When you invest in any mutual fund schemes, why expense ratio is important?

When you invest in any mutual fund schemes, why expense ratio is important?

To answer why the expense ratio is important? we need to understand the concept of expense ratio better.

Expense ratios mean how much the fund charges in terms of percentage annually to manage your investment portfolio. If you invest Rs. 50,000 in a fund that has an expense ratio of 2%, then it means that you need to pay Rs. 1,000  to manage your money.

But we need to also understand that in mutual funds house there are various types of expenses incurred apart from the expense ratio. They also incurred expenses like legal fees, custodian fees, audit fees, registration fees, and marketing and distribution of the products. These all these expenses are paid by Net asset value (NAVs) are reported after deductions.
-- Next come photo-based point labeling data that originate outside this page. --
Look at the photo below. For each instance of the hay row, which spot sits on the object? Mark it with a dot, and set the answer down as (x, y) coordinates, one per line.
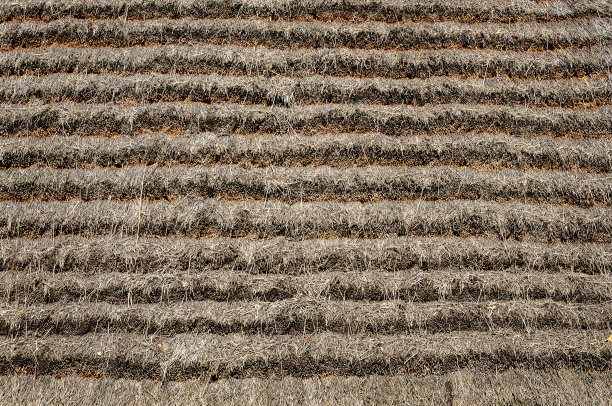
(465, 387)
(301, 316)
(209, 218)
(411, 36)
(237, 355)
(317, 10)
(479, 151)
(234, 60)
(293, 185)
(110, 120)
(289, 92)
(283, 256)
(175, 285)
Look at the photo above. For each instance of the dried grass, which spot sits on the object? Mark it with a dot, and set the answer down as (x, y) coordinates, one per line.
(208, 218)
(110, 120)
(411, 36)
(480, 151)
(288, 92)
(234, 60)
(318, 10)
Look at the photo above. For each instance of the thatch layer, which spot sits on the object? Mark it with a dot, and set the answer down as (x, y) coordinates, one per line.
(238, 355)
(317, 10)
(411, 36)
(285, 256)
(235, 60)
(170, 286)
(286, 91)
(301, 316)
(480, 151)
(110, 120)
(209, 218)
(294, 185)
(462, 388)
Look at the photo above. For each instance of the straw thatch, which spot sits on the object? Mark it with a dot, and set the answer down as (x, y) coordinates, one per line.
(283, 202)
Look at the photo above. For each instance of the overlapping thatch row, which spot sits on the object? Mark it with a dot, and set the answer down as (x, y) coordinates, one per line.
(480, 151)
(238, 355)
(235, 60)
(283, 91)
(211, 218)
(109, 120)
(317, 10)
(413, 286)
(295, 185)
(463, 388)
(301, 316)
(280, 255)
(411, 36)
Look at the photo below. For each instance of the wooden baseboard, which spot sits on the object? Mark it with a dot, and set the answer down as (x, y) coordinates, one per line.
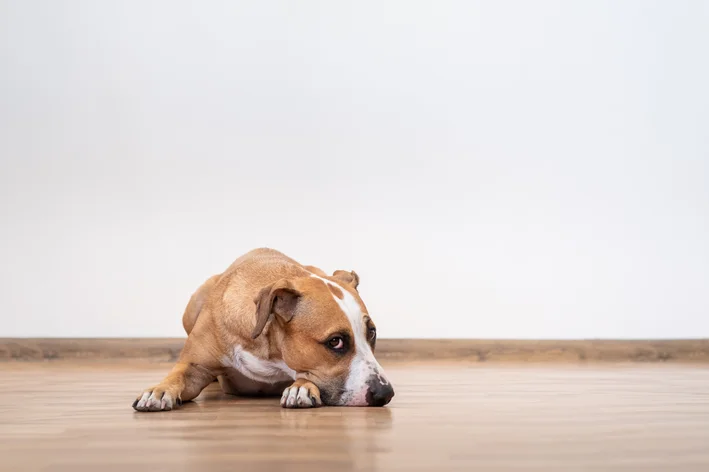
(389, 350)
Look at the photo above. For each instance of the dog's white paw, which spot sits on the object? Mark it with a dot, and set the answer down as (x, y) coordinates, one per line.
(302, 394)
(156, 400)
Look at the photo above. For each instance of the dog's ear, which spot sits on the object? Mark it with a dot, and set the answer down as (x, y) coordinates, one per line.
(279, 298)
(348, 278)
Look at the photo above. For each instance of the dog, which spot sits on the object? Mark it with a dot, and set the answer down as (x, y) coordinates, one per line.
(269, 326)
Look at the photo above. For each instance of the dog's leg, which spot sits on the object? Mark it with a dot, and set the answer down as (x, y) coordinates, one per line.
(182, 384)
(302, 394)
(196, 368)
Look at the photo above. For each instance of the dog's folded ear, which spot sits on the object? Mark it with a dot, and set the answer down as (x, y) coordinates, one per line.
(279, 298)
(347, 277)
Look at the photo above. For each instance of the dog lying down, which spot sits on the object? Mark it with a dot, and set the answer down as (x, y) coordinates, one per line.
(271, 326)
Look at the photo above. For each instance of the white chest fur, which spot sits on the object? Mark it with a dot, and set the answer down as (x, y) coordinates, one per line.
(258, 369)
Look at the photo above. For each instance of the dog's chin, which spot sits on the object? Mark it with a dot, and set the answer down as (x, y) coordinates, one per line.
(344, 398)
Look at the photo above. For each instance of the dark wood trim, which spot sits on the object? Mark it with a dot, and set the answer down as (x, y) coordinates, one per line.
(388, 350)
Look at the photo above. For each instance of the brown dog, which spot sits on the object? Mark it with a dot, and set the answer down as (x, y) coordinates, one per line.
(270, 326)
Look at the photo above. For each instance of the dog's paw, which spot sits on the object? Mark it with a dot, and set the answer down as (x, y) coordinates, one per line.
(302, 394)
(156, 399)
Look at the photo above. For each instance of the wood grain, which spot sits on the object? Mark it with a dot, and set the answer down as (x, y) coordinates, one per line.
(421, 350)
(644, 417)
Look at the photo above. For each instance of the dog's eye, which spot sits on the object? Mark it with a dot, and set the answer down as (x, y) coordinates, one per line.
(336, 343)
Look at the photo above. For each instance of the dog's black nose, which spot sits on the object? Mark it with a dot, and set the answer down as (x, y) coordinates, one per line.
(379, 395)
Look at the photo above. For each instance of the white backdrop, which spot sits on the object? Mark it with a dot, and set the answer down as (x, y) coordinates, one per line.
(504, 169)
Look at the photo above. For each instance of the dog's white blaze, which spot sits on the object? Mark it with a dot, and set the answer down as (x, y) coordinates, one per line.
(257, 369)
(364, 364)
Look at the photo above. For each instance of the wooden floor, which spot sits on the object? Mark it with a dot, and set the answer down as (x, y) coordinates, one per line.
(59, 417)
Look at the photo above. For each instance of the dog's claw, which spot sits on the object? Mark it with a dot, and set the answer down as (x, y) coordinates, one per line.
(302, 394)
(155, 400)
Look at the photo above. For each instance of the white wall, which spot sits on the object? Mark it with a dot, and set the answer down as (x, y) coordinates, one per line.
(505, 169)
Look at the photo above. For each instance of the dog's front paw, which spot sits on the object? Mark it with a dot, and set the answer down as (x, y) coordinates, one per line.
(156, 399)
(302, 394)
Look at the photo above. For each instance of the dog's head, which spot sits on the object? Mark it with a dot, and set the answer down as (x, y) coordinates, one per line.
(327, 336)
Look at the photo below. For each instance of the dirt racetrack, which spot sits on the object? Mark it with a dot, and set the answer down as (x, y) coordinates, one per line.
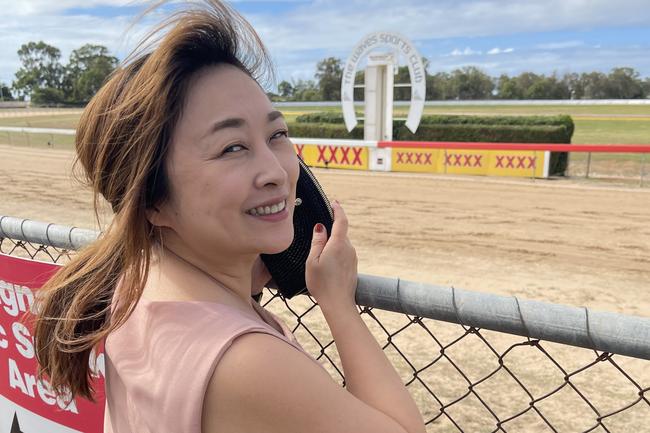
(558, 241)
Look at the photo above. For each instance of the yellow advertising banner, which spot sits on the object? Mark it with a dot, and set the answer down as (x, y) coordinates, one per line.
(348, 157)
(415, 160)
(474, 162)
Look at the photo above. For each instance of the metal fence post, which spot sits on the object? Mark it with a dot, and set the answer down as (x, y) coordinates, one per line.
(642, 169)
(444, 164)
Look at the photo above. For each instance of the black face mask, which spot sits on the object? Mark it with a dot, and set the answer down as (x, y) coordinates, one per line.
(288, 267)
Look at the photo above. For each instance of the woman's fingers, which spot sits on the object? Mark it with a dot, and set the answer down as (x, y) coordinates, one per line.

How expense ratio varies from plan to plan?

There are different ways to invest in mutual funds like a regular plan or direct plan. The thing is in the regular plan you purchase mutual funds through an intermediary such as an advisor or distributor. And there you have to pay commission, because of that your expense ratio is higher in regular plans.

Does the expense ratio have any impact on returns?

The expense ratio tells us the amount investors have to pay for a certain amount of return. As we discussed in the above example how to invest Rs 50,000 in a fund that has 2% of the expense ratio, you need to spend Rs 1000 to manage that amount of return. Lessor the ratio means more profitability and higher the ratio means less profitability.